Kramp-Karrenbauer wirbt auch um SPD-Wähler: um diejenigen, die zwar die Sozialdemokraten weiter an der Regierung sehen wollen, aber eine rot-rot-grüne Koalition ablehnen. Die Hoffnung der Ministerpräsidentin ist, dass diese SPD-Wähler zur CDU kommen und die, die ein Linksbündnis wollen, gleich die Linkspartei wählen. So würde die SPD klein gehalten. Tatsächlich dürfte Kramp-Karrenbauer für viele Sozialdemokraten wählbar sein, sie gehört sozialpolitisch zum linken Flügel der Union. Mit dem kernigen Innenminister Klaus Bouillon hat sie sich einen Kümmerer ins Kabinett geholt, der die Sorgen der Menschen auf dem Feld der inneren Sicherheit und der Flüchtlingspolitik aufnimmt. Dieses Profil beschränkt aber auch die Möglichkeiten der CDU in der bevorstehenden Auseinandersetzung: Einen Lagerwahlkampf oder gar eine „Rote-Socken-Kampagne“ kann und wird es nicht geben, zumal der Spitzenkandidat der Linkspartei, Oskar Lafontaine, im Saarland nach wie vor populär ist. Er hat schon klargemacht, dass seine Partei, die gegenwärtig bei 14 Prozent liegt, kein Problem hätte, mit der SPD zu koalieren. Ähnlich sieht das Rehlinger, die mit ihren 40 Jahren jung genug ist, um ein unbelastetes Verhältnis zum ehemaligen SPD-Bundesvorsitzenden zu haben.
Es geht um Landespolitik
Ein größeres Problem könnte der CDU durch die Berufung von Martin Schulz zum SPD-Kanzlerkandidaten erwachsen sein. Diese war in der obengenannten Umfrage noch nicht eingepreist. Aber schon der Taumel, den am vergangenen Freitag ein Besuch von Schulz im Saarland auslöste – eine Menschentraube in der Fußgängerzone von Saarlouis, ein übervoller Parteitagssaal am Abend in Orscholz –, lässt erahnen, dass die Messe noch nicht gelesen ist. Anke Rehlinger hat das längst registriert. Jetzt könnte sich auszahlen, dass sie sich in den vergangenen Jahren auf den klassischen sozialdemokratischen Themenfeldern Industriepolitik, soziale Gerechtigkeit oder Rente profiliert hat – sie passen sehr gut zur Kleine-Leute-Klaviatur von Schulz. Mag sein, dass die CDU recht hat und sich der Reiz des neuen Mannes auch im Fall von Schulz irgendwann abnutzt; im Moment scheint die Wahrscheinlichkeit aber hoch, dass zumindest die Genossen im Saarland, die ersten im Reigen der Wahlen, noch kräftig von ihm profitieren können.

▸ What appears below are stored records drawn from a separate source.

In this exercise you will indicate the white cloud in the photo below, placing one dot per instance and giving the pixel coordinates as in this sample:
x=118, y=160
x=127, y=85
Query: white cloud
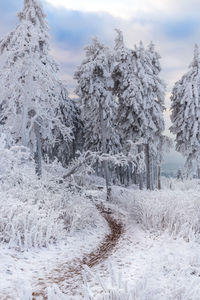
x=118, y=8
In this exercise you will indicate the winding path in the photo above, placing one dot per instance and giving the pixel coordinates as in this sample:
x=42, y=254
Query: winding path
x=69, y=275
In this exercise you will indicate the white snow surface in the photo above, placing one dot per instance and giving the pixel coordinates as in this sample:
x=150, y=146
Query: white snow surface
x=150, y=261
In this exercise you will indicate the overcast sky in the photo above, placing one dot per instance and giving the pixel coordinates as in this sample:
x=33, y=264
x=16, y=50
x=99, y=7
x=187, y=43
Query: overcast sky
x=174, y=27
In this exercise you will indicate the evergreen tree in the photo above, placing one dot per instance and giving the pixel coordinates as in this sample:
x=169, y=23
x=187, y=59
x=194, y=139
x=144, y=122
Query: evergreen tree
x=152, y=97
x=31, y=94
x=127, y=90
x=95, y=89
x=141, y=98
x=185, y=115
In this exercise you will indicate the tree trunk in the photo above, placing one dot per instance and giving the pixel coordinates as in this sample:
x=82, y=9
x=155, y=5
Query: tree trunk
x=104, y=148
x=141, y=183
x=198, y=172
x=159, y=181
x=148, y=167
x=38, y=153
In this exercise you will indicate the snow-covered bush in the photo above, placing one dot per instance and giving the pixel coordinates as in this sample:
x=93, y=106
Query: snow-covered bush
x=177, y=212
x=36, y=213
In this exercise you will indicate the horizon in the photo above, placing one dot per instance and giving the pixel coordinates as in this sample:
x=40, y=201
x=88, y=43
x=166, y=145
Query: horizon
x=172, y=27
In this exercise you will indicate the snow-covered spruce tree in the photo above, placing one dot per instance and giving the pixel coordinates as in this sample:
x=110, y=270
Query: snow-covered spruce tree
x=95, y=89
x=141, y=99
x=127, y=89
x=151, y=118
x=185, y=115
x=30, y=97
x=69, y=114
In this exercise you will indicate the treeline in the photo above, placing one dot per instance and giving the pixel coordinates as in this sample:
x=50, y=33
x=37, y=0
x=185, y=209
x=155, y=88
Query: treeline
x=118, y=113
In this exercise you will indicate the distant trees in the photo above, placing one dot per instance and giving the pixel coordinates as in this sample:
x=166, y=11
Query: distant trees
x=119, y=112
x=95, y=89
x=122, y=101
x=141, y=95
x=30, y=99
x=185, y=115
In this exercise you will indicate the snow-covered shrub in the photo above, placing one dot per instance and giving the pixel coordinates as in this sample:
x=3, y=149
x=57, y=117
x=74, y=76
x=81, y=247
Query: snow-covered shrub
x=54, y=293
x=177, y=212
x=114, y=287
x=36, y=213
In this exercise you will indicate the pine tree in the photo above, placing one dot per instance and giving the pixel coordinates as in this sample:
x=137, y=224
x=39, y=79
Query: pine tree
x=69, y=114
x=152, y=97
x=30, y=98
x=95, y=89
x=185, y=115
x=127, y=89
x=141, y=98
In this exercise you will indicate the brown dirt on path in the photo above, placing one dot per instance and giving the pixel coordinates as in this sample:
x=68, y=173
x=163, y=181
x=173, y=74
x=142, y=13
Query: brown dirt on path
x=69, y=275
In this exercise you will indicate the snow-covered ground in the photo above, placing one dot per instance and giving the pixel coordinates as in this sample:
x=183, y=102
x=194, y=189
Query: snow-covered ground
x=156, y=257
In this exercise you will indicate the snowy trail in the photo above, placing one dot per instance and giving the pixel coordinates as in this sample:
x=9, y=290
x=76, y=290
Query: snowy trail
x=68, y=276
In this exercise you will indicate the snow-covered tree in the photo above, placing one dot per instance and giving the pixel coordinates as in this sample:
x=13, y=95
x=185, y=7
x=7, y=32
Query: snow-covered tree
x=95, y=89
x=186, y=114
x=30, y=98
x=151, y=118
x=69, y=114
x=127, y=89
x=141, y=97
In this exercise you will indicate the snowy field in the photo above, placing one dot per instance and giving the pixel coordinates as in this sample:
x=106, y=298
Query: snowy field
x=44, y=239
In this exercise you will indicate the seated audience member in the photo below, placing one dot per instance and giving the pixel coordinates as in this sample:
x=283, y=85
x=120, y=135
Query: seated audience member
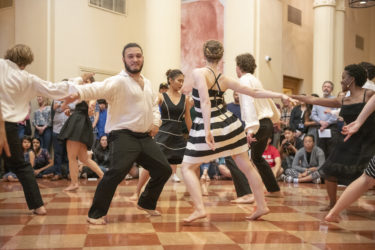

Kramp-Karrenbauer wird deshalb versuchen, den Wählern klarzumachen, dass es in der Landtagswahl nicht um Bundespolitik, sondern um Landespolitik geht, um die Frage, wer soll saarländische Ministerpräsidentin sein. Diese Personalisierungsstrategie scheint schon wegen der persönlichen Beliebtheitswerte von „AKK“ vielversprechend, ist aber nicht ohne Risiko: Kramp-Karrenbauer gilt als Vertraute von Angela Merkel, das könnte ihr je nach Verlauf der kommenden Wochen auch zum Nachteil gereichen.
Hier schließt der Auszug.